Review: After a 10-year absence, Tony Marsh is back with a show of riveting, volcanic beauty
Tony Marsh, the high-idling engine of the remarkable ceramics program at Cal State Long Beach, has been an articulate and impassioned voice within the world of clay. He has received wide recognition for his work in the studio and classroom, but 10 years have passed since he’s had a solo show in L.A. The 11 recent pieces in the show “Like Water Uphill” at the Glendale gallery the Pit, bring us, thrillingly, up to date.
Marsh is best known for his perforated vessels filled with objects distilled to archetypal simplicity: spheres, bones, rings, rods, pods. Contents and container have matching skins of eggshell-like glazed stoneware, punctuated at regular intervals with small holes. Elegant and delicate, the sculptures appear almost weightless, their permeable membranes shaped of air as much as clay.
While those perforated works from the 1990s into the 2000s are tangible objects passing as lyrical suggestion, the new pieces flaunt their physical nature with conviction. Each piece is a basic cylindrical vessel, 13 to 19 inches in height, with more-or-less straight walls, thick and impenetrable. Gone are the grace and restraint of the perforated vessels. These pieces are unleashed, primal.

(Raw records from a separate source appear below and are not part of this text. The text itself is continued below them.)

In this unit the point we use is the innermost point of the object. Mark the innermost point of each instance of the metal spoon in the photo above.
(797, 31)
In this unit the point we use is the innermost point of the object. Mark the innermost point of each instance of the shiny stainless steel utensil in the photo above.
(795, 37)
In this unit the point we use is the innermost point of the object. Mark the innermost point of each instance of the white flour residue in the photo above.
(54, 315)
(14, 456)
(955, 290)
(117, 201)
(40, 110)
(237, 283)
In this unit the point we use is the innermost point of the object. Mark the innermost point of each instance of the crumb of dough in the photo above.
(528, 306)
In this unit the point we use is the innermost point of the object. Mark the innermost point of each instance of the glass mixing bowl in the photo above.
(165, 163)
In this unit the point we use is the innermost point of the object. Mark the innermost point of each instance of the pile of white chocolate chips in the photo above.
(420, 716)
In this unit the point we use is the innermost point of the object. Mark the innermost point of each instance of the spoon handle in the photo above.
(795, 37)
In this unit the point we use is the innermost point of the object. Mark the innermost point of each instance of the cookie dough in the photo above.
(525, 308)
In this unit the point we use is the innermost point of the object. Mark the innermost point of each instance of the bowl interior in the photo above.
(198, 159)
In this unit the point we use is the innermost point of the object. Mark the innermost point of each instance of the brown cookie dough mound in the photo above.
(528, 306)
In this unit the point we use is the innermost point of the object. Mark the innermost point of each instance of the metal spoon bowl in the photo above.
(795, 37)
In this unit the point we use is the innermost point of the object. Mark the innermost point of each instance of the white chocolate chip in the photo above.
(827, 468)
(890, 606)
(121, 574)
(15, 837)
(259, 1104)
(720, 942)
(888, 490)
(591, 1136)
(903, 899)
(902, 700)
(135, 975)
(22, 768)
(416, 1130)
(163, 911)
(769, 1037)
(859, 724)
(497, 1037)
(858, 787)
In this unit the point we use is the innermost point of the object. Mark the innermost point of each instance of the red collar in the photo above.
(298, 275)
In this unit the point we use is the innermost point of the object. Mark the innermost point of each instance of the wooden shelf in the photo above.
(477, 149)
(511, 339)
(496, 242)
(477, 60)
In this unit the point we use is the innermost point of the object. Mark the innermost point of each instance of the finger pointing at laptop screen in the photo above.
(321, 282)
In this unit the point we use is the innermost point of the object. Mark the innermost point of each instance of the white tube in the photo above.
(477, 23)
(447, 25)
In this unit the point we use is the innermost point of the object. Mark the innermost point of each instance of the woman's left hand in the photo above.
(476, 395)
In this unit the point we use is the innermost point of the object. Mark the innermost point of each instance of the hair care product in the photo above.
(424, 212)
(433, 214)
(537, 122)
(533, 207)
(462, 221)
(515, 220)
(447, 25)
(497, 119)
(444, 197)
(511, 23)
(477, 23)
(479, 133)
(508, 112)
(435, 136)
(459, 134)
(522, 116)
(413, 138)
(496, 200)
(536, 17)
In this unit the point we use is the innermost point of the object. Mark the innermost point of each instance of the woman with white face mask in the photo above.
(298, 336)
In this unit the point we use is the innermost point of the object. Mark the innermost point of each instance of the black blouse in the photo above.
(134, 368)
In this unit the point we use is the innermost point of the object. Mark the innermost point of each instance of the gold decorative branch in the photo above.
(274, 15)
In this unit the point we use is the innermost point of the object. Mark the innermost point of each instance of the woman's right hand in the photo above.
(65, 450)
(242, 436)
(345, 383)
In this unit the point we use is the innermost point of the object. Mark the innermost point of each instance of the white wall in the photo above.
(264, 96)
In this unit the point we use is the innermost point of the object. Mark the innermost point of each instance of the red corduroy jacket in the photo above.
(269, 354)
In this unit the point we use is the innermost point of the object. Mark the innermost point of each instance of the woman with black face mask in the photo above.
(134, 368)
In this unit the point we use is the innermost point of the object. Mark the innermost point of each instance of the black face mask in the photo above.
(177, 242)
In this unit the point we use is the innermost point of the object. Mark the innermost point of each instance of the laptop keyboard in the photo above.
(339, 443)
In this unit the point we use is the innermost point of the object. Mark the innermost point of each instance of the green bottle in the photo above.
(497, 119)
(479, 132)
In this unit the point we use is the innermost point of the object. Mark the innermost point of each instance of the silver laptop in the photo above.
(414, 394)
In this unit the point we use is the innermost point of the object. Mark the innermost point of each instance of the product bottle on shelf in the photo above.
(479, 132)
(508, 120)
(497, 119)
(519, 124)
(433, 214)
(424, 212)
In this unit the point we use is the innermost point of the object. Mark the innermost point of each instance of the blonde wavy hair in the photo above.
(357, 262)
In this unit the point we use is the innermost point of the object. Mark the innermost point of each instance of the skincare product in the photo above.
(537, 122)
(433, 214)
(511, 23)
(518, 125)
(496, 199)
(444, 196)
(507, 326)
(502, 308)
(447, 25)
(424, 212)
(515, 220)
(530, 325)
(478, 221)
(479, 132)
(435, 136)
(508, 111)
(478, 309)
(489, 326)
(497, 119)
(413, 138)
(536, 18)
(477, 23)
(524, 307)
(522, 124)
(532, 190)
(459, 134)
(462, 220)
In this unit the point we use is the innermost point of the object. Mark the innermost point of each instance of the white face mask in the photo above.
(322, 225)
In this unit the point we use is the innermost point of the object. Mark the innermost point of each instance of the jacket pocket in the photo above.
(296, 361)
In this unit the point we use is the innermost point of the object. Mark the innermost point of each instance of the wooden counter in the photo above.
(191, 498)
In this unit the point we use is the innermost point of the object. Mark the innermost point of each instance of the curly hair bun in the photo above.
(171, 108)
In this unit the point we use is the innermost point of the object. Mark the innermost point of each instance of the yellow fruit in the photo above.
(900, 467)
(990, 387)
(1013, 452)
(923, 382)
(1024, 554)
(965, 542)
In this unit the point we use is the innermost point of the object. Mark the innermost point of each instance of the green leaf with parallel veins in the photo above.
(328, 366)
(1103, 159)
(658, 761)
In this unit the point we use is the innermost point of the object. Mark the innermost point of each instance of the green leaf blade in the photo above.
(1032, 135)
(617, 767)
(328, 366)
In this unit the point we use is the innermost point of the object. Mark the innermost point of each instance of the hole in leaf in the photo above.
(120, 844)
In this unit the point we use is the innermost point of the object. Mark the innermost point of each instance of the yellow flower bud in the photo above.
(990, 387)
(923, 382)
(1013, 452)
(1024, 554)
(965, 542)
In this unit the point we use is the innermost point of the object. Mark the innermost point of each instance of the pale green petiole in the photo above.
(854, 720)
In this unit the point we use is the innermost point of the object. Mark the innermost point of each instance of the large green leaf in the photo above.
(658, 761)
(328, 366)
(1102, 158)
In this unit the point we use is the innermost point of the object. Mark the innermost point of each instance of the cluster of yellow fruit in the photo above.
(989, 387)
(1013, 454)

One is lava black throughout, its exterior teeming with pitted bulges and extrusions, its inside walls cracked and veined. Another is a ghostly blue-black within, its bowl littered with an assortment of melded clay chips, its outer surface a fierce gold. One piece has a glossy, milky-aqua petaled pelt; another a volcanic crust in all the hues of heat.
Marsh is fearless in his explorations of texture and color, applying multiple glazes and mineral coatings. He subjects each piece to numerous firings, letting chemistry and chance have at it, over and over again.
He calls these recent works “Crucibles” and “Cauldrons,” after functional instruments of transformation, vessels designed for fire and for catalyzing change. Each title carries an apt metaphorical load in addition to its descriptive one: A crucible is a rigorous test, just as these works are trials, under severe conditions; and a cauldron stands for an unstable, tempestuous situation, again not unlike what these pieces face in the kiln, what Marsh generates in the process of making them.
The materiality of these vessels is riveting. What they do share with Marsh’s earlier work is a kind of reduction to essence, and an exhilarating beauty, this time rugged rather than refined, improvisational instead of meticulously ordered. Each “Crucible” and “Cauldron” is a singular topography, earth inexhaustibly reinvented as earth.